Demonstrationen in Teheran: Arbeiter tragen symbolisch das Arbeitsgesetz zu Grabe.
Demonstrationen in Teheran: Arbeiter tragen symbolisch das Arbeitsgesetz zu Grabe.

Der Islamische Arbeitsrat und der Islamische Arbeitsverein sind derzeit die einzigen legalen Arbeiterorganisationen im Iran. Nach Protesten der iranischen Arbeiter und der Internationalen Arbeitsorganisation der Vereinten Nationen (ILO) hat die Regierung dieses Monopol im neuen Entwurf des Arbeitsgesetzes immerhin teilweise aufgehoben. Dem bisherigen Gesetz zufolge darf pro Betrieb bislang entweder „nur einen Islamischen Arbeitsrat oder einen Verein oder eine Islamische Arbeitervertretung gründen“ (§ 113 Abs. 4). Mit dem neuen Entwurf kann es in jedem Betrieb gleichzeitig alle drei genannten Arbeitervertretungen geben. Arbeiteraktvisten, die in den vergangenen Jahren in Bereichen wie städtischen Verkehrsbetrieben und Zuckerfabriken versucht haben, unabhängige Vereine zu gründen – und von denen einige deshalb in Haft sitzen – , bewerten diese Änderung positiv. Dennoch bleibt Skepsis, ob die Regierung solche Vereine künftig wirklich dulden wird.
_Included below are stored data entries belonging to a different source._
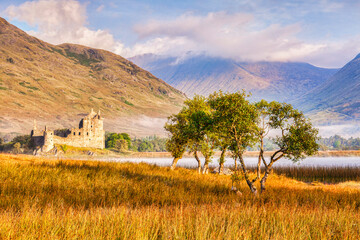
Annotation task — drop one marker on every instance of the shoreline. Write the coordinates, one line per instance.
(343, 153)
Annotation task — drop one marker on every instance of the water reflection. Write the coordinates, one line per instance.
(191, 162)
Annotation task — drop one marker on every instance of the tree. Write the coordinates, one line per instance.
(297, 138)
(199, 130)
(17, 147)
(112, 138)
(239, 117)
(121, 145)
(220, 129)
(192, 126)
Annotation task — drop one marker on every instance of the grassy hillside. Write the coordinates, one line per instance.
(58, 84)
(41, 198)
(203, 75)
(338, 98)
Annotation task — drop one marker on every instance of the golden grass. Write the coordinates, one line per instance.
(68, 199)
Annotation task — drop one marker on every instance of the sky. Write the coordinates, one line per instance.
(324, 33)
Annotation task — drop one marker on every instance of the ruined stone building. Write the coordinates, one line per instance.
(89, 134)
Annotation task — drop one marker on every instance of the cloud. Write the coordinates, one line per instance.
(237, 36)
(226, 35)
(61, 21)
(100, 8)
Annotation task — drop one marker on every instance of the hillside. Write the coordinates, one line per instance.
(56, 85)
(338, 97)
(203, 75)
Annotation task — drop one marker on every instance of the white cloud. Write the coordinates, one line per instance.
(235, 36)
(100, 8)
(238, 36)
(61, 21)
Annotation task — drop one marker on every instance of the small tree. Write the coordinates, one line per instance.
(121, 145)
(177, 142)
(17, 147)
(297, 138)
(239, 117)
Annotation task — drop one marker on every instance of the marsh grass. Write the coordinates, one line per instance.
(332, 174)
(67, 199)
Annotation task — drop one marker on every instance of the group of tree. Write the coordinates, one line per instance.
(230, 122)
(17, 144)
(149, 144)
(119, 141)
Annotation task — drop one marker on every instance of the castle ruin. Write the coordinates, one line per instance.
(89, 134)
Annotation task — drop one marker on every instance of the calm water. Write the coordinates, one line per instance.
(191, 162)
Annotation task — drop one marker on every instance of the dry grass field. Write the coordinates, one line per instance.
(67, 199)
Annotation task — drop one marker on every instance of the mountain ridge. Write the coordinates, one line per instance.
(202, 74)
(54, 84)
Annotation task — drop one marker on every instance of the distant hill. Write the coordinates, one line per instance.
(338, 98)
(57, 85)
(203, 75)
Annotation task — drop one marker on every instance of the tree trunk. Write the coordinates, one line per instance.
(235, 163)
(260, 158)
(206, 166)
(173, 165)
(222, 161)
(248, 181)
(198, 160)
(263, 180)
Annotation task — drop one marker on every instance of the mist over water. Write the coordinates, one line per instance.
(249, 161)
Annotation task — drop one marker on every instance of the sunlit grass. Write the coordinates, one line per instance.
(65, 199)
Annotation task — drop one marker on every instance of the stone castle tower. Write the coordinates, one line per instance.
(89, 134)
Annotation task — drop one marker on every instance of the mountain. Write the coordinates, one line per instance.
(338, 98)
(203, 75)
(57, 85)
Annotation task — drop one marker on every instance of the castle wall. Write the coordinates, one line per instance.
(89, 134)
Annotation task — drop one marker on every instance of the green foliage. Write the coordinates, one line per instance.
(112, 138)
(16, 148)
(236, 119)
(121, 145)
(24, 141)
(64, 148)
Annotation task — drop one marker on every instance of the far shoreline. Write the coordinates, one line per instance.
(332, 153)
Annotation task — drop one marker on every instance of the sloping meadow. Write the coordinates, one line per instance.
(55, 199)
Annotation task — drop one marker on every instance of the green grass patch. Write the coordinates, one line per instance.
(58, 51)
(81, 58)
(126, 101)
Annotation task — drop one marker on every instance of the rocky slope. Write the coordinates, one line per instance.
(56, 85)
(339, 97)
(203, 75)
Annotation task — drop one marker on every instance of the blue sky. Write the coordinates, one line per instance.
(323, 32)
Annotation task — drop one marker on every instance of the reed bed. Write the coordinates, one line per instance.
(332, 174)
(51, 199)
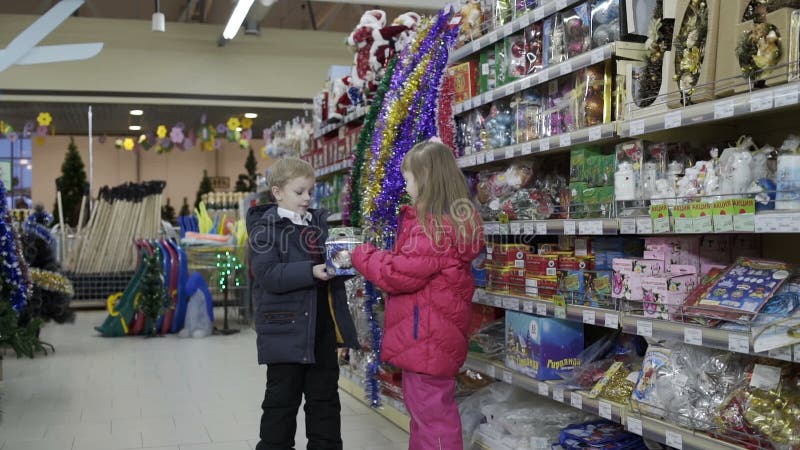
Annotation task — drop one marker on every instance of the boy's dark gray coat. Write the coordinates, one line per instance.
(285, 290)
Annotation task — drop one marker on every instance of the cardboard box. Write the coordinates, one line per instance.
(638, 265)
(662, 294)
(541, 286)
(627, 285)
(465, 80)
(541, 347)
(703, 88)
(543, 265)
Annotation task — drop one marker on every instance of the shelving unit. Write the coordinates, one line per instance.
(647, 427)
(547, 8)
(736, 341)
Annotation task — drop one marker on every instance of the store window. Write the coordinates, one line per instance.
(16, 171)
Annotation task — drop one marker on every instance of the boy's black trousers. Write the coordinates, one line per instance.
(288, 383)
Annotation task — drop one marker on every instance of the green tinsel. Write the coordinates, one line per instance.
(363, 155)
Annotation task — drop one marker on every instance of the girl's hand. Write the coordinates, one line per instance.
(320, 272)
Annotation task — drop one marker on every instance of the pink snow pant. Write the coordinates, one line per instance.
(435, 423)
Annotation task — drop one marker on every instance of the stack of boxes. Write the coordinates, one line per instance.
(579, 269)
(591, 183)
(670, 269)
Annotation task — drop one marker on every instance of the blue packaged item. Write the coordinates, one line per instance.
(601, 434)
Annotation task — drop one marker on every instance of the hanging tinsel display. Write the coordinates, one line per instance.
(352, 209)
(14, 282)
(408, 114)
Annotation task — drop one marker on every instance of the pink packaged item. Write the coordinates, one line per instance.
(638, 265)
(627, 285)
(663, 294)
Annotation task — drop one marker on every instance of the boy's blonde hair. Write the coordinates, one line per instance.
(286, 169)
(442, 191)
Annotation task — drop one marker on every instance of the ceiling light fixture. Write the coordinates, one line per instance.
(159, 21)
(237, 17)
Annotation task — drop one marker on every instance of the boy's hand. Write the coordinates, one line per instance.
(320, 272)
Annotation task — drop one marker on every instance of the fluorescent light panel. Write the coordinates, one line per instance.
(237, 17)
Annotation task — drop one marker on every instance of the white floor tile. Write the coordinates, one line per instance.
(160, 394)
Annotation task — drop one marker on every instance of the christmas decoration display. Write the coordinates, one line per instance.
(72, 184)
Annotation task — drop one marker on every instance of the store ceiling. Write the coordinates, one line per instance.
(294, 14)
(113, 119)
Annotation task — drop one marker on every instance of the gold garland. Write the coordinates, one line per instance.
(51, 281)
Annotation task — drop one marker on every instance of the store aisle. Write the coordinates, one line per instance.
(164, 393)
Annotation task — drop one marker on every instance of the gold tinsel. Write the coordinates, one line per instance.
(51, 281)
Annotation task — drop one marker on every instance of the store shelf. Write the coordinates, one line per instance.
(581, 227)
(339, 167)
(532, 16)
(660, 330)
(567, 67)
(392, 409)
(644, 122)
(356, 115)
(647, 427)
(546, 308)
(592, 134)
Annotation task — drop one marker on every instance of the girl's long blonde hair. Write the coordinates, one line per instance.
(442, 195)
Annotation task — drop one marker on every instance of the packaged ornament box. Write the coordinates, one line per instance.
(542, 347)
(338, 250)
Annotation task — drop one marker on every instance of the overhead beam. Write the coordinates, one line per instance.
(427, 5)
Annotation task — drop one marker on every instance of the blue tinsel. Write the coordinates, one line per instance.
(10, 265)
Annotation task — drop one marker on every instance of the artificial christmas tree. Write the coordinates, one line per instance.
(72, 184)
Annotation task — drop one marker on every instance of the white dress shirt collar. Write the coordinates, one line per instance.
(296, 219)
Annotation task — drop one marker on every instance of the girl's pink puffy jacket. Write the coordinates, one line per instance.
(429, 289)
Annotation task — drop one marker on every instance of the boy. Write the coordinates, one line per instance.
(301, 313)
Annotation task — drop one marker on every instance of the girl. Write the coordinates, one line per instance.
(428, 279)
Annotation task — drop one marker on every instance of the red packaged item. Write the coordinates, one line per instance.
(465, 80)
(542, 265)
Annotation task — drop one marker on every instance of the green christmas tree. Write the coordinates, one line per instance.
(205, 188)
(185, 211)
(168, 213)
(247, 182)
(153, 299)
(72, 184)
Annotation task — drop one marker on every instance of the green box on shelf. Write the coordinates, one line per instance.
(660, 217)
(722, 212)
(578, 157)
(500, 62)
(599, 170)
(598, 200)
(487, 77)
(682, 217)
(701, 215)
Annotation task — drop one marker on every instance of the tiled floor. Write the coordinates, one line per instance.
(160, 393)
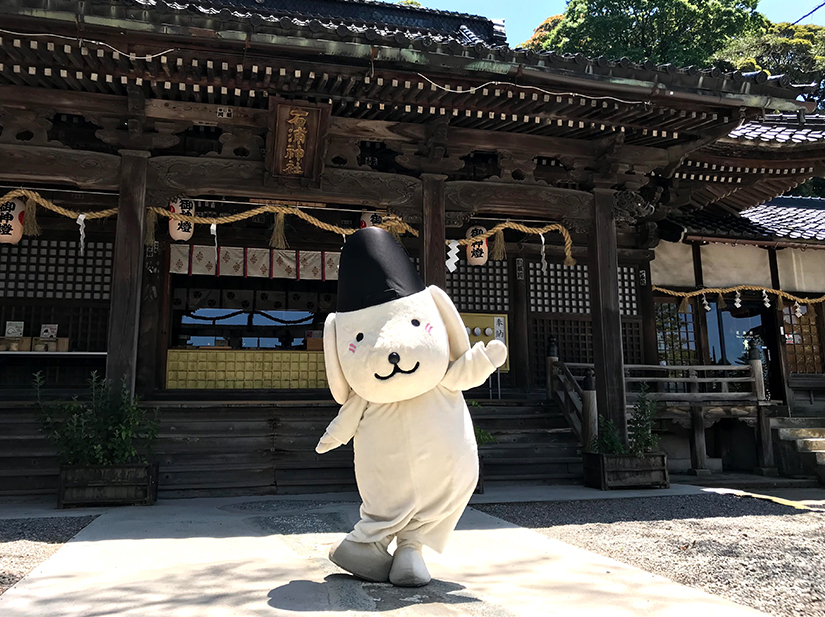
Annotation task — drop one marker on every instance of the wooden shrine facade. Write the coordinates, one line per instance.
(131, 104)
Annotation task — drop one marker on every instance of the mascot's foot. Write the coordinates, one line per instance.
(369, 561)
(408, 568)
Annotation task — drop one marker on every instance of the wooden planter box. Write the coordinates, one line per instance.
(107, 486)
(609, 471)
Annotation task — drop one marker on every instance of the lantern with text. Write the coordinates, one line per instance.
(371, 219)
(12, 213)
(477, 251)
(182, 230)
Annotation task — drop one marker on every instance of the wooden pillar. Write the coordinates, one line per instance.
(698, 445)
(520, 327)
(647, 308)
(433, 255)
(127, 269)
(604, 312)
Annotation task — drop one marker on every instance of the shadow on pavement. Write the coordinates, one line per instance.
(342, 592)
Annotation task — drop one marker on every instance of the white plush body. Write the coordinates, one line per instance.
(416, 461)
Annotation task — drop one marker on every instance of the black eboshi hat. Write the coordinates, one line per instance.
(374, 269)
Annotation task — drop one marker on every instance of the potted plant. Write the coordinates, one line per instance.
(609, 464)
(103, 445)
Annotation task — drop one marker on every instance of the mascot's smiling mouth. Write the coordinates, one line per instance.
(395, 370)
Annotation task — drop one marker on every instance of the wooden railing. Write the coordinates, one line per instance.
(572, 386)
(684, 384)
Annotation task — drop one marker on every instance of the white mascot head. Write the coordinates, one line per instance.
(392, 339)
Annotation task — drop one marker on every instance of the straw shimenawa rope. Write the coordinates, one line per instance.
(723, 290)
(391, 223)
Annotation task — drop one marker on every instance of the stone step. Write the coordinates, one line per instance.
(494, 452)
(801, 433)
(778, 423)
(810, 445)
(514, 421)
(533, 436)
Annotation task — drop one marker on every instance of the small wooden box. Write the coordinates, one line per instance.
(20, 343)
(315, 344)
(50, 344)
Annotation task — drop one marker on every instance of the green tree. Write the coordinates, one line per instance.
(681, 32)
(542, 33)
(783, 49)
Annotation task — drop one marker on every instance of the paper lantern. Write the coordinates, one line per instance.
(182, 230)
(12, 214)
(371, 219)
(477, 252)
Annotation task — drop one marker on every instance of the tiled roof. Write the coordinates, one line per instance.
(355, 16)
(717, 224)
(797, 218)
(381, 24)
(783, 129)
(783, 218)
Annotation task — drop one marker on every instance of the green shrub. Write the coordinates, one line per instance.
(108, 429)
(608, 440)
(640, 426)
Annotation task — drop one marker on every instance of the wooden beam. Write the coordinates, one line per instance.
(84, 169)
(222, 176)
(432, 258)
(604, 310)
(127, 270)
(63, 101)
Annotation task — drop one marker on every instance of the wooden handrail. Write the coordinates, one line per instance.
(569, 376)
(668, 367)
(752, 375)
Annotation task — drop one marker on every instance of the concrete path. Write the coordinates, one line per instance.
(266, 556)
Unzufriedenheit bei Mindestlohnberechnung
Der neue Entwurf sieht auch die Verbesserung der Rechte von befristet Beschäftigten vor. Trotzdem haben iranische Arbeiter vor dem Parlament gegen die Gesetzesänderungen protestiert. Ihre Kritik entzündet sich nicht nur an der vorgesehenen Schwächung des Kündigungsschutzes, sondern auch an der neuen Regelung zur Berechnung des Mindestlohns. Sie berücksichtigt außer der Inflationsrate und den Grundbedürfnissen einer Familie auch die Wirtschaftssituation des Landes als weiteren Faktor. Arbeitsrechtler und Arbeiteraktivisten halten dies für inakzeptabel. Arbeitgeber und Regierung könnten diesen schwer interpretierbaren Begriff missbrauchen, um Erhöhungen des Mindestlohns abzulehnen, fürchten sie.
In den nächsten Tagen soll der neue Entwurf des Arbeitsgesetzes im Parlament beraten und beschlossen werden. Da auch die Abgeordneten in ihrer Haltung gespalten sind, könnte es aber auch erneut zu Änderungen des Änderungsentwurfs kommen.